Regulating nitrogenous adsorption and desorption on Pd clusters by the acetylene linkages of hydrogen substituted graphdiyne for efficient electrocatalytic ammonia synthesis

Precious metal Pd has the intrinsic superiority in adsorbing N₂ molecule and wrecking the high cleavage barrier of the N≡N bond, however, its over-strong adsorption ability is unfavorable to the desorption of the produced NH₃ during the electrochemical N₂ reduction (NRR), which weighs heavily against the NH₃ productivity. Here we demonstrate that the high electron-density of acetylene linkages of hydrogen substituted graphdiyne can regulate the nitrogen adsorption and NH₃ desorption on the active Pd sites (Pd/HsGDY), resulting in impressive electrocatalytic NRR performance. The optimized Pd/HsGDY features an ultrahigh Faraday efficiency of 44.45% and an NH₃ yield of 115.93 mg g⁻¹ h⁻¹ (or 11.59 µg cm⁻² h⁻¹).

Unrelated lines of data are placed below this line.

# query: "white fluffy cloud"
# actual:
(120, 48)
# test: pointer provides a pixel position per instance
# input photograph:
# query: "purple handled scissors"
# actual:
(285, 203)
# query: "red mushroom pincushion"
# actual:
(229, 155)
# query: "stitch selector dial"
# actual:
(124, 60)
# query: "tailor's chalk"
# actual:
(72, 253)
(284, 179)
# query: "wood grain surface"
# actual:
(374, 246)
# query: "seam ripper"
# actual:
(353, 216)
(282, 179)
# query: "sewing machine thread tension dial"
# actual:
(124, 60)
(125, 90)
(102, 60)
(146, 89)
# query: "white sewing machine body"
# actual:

Density functional theory calculations reveal that the acetylene linkages in HsGDY can tune the d band center of active Pd atoms by downward shifting it from the Fermi level. This favors the hydrogenation of nitrogen on HsGDY-tuned Pd sites and benefits the desorption of produced NH₃ from the catalyst surface to recover active sites induced by heat dissipation during the exothermic hydrogenation processes, resulting in a selectively facilitated electrosynthesis of NH₃.